2026年度の応募者から22のファイナリストが選抜され、7つのカテゴリー(建築建設・インフラ建設・建築設計・建築運用・専門研究・学生研究・テクノロジー)に分類されています。注目すべきは、日本企業・機関からTAKENAKA Corporation(400年の設計知見をopenBIMに実装した事例)、Tokyo City University(スマートビルディング向けのサイバーフィジカルシステム)、Shinryocorp(ライフサイクルアセスメント基盤のIFC活用)の3件が採択されたことです。
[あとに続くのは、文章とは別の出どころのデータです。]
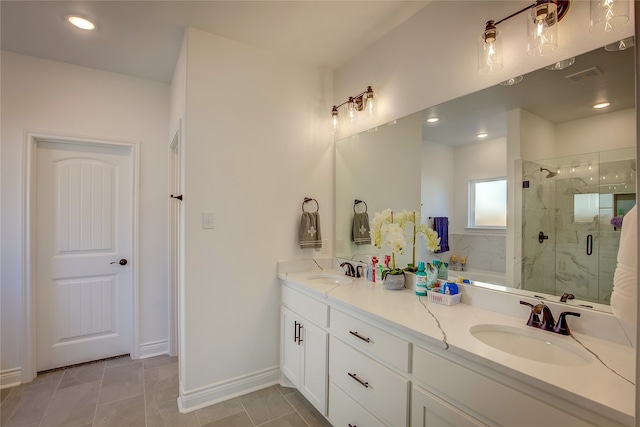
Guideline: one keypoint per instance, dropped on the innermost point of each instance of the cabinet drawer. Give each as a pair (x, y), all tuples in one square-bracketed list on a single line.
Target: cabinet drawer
[(362, 335), (375, 386), (312, 309), (344, 411), (495, 401)]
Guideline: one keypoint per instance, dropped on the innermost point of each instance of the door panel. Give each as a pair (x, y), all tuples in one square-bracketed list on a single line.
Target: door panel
[(84, 218)]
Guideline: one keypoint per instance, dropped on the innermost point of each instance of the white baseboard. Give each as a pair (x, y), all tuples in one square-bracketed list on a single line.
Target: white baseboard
[(156, 348), (191, 400), (10, 378)]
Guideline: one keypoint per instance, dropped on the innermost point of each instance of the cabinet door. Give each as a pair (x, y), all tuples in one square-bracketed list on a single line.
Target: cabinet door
[(290, 347), (428, 410), (314, 375)]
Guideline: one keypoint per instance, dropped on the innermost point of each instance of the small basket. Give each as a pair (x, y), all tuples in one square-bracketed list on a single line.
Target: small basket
[(443, 299)]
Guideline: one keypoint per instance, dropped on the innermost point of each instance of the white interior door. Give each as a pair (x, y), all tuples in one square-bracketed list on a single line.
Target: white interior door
[(84, 223)]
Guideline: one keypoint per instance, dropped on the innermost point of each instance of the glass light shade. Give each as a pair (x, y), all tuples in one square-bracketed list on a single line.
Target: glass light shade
[(607, 15), (542, 29), (490, 54), (352, 111), (370, 107)]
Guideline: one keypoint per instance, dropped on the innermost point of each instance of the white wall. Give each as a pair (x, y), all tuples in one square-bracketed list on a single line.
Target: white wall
[(616, 130), (257, 141), (46, 96)]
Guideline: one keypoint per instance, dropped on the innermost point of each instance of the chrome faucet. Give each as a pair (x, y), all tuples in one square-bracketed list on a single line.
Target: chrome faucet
[(548, 323), (350, 270)]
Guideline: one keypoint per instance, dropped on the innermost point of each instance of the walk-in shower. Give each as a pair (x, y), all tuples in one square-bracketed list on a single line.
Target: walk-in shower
[(569, 241)]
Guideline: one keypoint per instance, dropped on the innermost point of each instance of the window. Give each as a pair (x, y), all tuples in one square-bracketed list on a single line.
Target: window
[(488, 203)]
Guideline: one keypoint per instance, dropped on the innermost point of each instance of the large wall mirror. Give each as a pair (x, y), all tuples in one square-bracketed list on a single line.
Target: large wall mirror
[(569, 168)]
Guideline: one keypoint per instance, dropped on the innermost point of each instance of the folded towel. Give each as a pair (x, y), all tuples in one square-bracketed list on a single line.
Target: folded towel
[(625, 277), (310, 236), (360, 231), (441, 225)]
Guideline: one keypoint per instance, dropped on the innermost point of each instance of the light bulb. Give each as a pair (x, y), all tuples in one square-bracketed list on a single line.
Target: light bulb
[(607, 15), (490, 50), (542, 29)]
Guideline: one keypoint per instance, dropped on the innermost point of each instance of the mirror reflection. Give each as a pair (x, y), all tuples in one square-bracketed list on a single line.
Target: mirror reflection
[(569, 169)]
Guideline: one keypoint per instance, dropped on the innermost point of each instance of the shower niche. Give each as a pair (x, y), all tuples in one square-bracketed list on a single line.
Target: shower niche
[(572, 208)]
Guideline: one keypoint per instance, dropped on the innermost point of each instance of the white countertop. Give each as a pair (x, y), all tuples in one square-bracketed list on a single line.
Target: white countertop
[(594, 386)]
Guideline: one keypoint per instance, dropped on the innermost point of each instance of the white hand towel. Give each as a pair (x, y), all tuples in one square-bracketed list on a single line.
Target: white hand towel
[(360, 233), (310, 236), (625, 278)]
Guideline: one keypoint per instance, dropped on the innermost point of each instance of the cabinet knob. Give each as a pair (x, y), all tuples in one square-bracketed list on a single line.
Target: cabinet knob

加えてアジア地域(中国・香港・ブラジル等)からの提案も多く、既に欧米主導から多地域による競争構図へ移行していることが明らかです。最終審査は2026年10月7日の東京サミットで国際審査員の前でプレゼン、翌8日に授賞式が開催されます。

技術的ポイント

ファイナリスト群から見える技術トレンドは、①IFC4.3等の最新バージョン対応(オランダ・Haskoningの世界最大ジェッティポートフォリオ事例)、②AI・LLMを活用したIFC品質検証(ノルウェー・Exact GeoのopenBIM×AIの事例)、③デジタルツインを通じた資産管理AM-FM連携(香港政府の水インフラ事例)、④自動4Dスケジューリング技術(ベルギー・Qonic)などです。特に注目は、IFC-to-STEP AP242変換ツール(英UWE Bristol)やIFCグラフ可視化プラットフォーム(フィンランド・Metropolia)など、IFC周辺の「生態系ツール」が急速に成熟していることです。これまでIFC準拠は「単なるデータ形式」扱いでしたが、今や自動化・AI処理の入口として機能しています。

業界への影響

このラインナップは、グローバル建設業がopenBIMをスタンダード・オペレーティングシステムとして定着させた証です。特にインフラ大型プロジェクト(中国の雄安プロジェクト、英国の公共事業等)でIFCベースの情報管理が常態化しており、「IFCなし=プロジェクト不適格」という段階に差し掛かっています。建築設計でも、単なるデータ互換ではなく、労働力不足への対応(自動4D計画、AI支援設計)への活用が顕著です。相互運用性を前提とした発注・契約ルール、施工現場の人材育成、既存システムの段階的移行といった、業界全体の体質改善が求められている状況が浮き彫りになります。